Villa Julita, un edificio de propiedad municipal, será reconvertida en un espacio cultural para el barrio con el fin de preservar su fachada y parte del interior. En el caso de la finca de Villa Encarnita, también de propiedad municipal y diseñada por el arquitecto Juan Talavera, fue sacada a subasta por el anterior equipo de gobierno quedando desierta. Actualmente, el Ayuntamiento no se ha planteado ninguna opción que no sea su venta. Para no perder los rasgos urbanísticos y arquitectónicos originales de Nervión, la iniciativa municipal no acabará en los edificios de su titularidad, sino que pretende extenderse a todo el barrio.
 
Recientemente, Adepa inició una campaña a través de la plataforma change.org, en la que reclamaba el apoyo ciudadano a un plan de protección de las villas de Nervión, esta semana aprobado, y que la entidad conservacionista venía reclamando desde hace años. Más de medio millar de personas rubricaron con su firma la petición de la asociación. Joaquín Egea recordó que entre las casas singulares de Nervión que aún pueden admirarse se encuentra Villa Guadalupe, en la calle Cardenal Lluch, donde vivió el poeta Jorge Guillén, integrante de la Generación del 27. La petición de Adepa en change.org se producía tras la venta de la antigua sede de la empresa Albatros situada en la calle Cristo de la Sed.

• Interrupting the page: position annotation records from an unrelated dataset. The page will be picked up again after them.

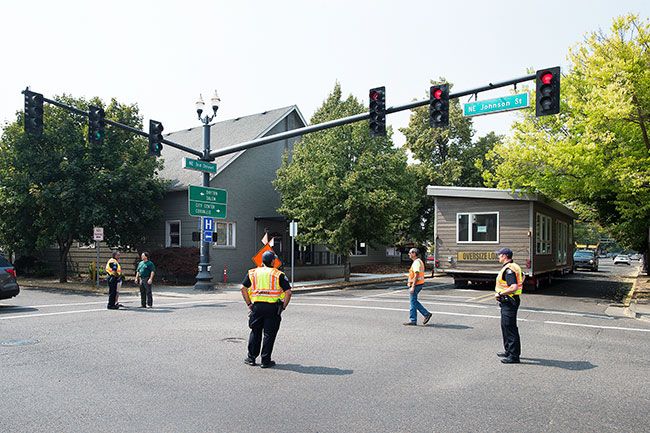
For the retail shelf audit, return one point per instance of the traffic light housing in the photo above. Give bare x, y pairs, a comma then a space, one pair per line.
96, 124
33, 113
439, 106
155, 138
547, 99
377, 103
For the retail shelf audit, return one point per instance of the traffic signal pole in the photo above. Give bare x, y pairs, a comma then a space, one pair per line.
356, 118
122, 126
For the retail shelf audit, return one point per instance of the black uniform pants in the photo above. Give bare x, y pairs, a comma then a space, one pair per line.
264, 320
509, 329
112, 291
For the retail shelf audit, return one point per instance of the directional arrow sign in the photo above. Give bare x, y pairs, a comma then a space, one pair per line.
207, 202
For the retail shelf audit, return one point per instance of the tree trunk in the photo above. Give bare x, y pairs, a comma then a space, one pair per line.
346, 268
63, 265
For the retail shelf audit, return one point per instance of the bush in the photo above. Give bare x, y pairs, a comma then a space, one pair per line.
30, 265
177, 265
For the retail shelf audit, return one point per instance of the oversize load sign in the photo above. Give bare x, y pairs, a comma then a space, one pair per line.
476, 256
207, 202
489, 106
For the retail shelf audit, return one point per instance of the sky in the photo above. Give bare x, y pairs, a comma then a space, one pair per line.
260, 55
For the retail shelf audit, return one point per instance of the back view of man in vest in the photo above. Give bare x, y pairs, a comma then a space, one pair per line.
267, 292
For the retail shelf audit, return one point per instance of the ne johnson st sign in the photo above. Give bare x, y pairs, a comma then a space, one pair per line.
496, 105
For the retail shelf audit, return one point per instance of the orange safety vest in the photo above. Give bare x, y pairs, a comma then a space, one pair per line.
418, 276
265, 285
501, 282
109, 269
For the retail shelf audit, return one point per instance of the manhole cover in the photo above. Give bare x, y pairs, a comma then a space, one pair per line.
18, 342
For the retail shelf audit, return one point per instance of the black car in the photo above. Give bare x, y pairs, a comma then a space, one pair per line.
586, 259
8, 284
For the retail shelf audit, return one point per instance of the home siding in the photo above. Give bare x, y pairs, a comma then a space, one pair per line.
513, 232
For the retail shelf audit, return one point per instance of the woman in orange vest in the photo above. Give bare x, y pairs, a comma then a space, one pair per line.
415, 284
267, 292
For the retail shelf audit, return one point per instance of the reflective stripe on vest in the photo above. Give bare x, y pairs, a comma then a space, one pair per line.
420, 276
265, 285
110, 270
503, 285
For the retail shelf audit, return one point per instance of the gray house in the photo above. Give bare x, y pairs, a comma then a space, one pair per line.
248, 177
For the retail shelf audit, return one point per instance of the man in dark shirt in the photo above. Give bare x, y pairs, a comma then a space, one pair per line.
509, 285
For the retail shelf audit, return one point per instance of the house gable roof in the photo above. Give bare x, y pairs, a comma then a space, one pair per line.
496, 194
222, 134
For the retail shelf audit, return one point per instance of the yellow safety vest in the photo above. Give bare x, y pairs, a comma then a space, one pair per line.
413, 273
265, 285
501, 282
110, 270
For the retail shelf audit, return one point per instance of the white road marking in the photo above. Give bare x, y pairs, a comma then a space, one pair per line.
446, 313
59, 313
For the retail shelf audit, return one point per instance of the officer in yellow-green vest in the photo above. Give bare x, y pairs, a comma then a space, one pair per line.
509, 284
114, 272
267, 292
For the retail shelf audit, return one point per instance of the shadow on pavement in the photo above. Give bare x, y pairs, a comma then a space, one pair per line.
566, 365
304, 369
448, 326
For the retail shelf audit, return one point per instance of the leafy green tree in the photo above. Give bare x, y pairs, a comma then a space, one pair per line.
55, 188
596, 153
444, 157
344, 186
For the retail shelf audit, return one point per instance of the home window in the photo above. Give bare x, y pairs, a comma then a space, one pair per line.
477, 227
542, 234
562, 242
226, 234
173, 233
359, 249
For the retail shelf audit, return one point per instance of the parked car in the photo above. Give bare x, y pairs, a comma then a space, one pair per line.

El anuncio de su adquisición por un fondo inversor hizo temer que este inmueble de Aníbal González corriera la misma suerte que una casa del arquitecto Juan Talavera ubicada en el número 73 de Marqués de Nervión, que fue derribada hace tan sólo seis meses.
 
Egea se dolió haber visto caer con impotencia algunos de los adosados gemelos de la calle Alejandro Collantes de la escuela de Aníbal González, una imponente villa de Juan Talavera en Marqués del Nervión, o el clásico Hostal Alfonso XI, que durante décadas presidió con su torreón la esquina de José Luis de Casso con Eduardo Dato. El hecho de que ninguno de estos edificios gozara de ningún tipo de protección y que no fuera necesario conservar ni siquiera la fachada a la hora de levantar un nuevo inmueble permitieron su demolición. Ni siquiera los tribunales, a los que acudió en más de una ocasión Adepa, pudieron frenar el derribo.
 
Jornadas en otoño
Adepa tiene previsto organizar entre los meses de octubre y de noviembre unas jornadas sobre la arquitectura regionalista, en la que participarán destacados estudiosos y especialistas. El presidente de la asociación, Joaquín Egea, anunció que la entidad facilitará a la Gerencia de Urbanismo un listado con los inmuebles que deberían ser conservados. La intención es establecer una estrecha y activa colaboración con el Ayuntamiento para que la prevista catalogación de inmuebles regionalistas no se quede en una mera declaración institucional. El Regionalismo fue el vehículo expresivo de la generación de arquitectos que hizo posible la Exposición Iberoamericana de 1929. El barrio de Nervión, junto al Porvenir son los máximos exponentes de esta arquitectura.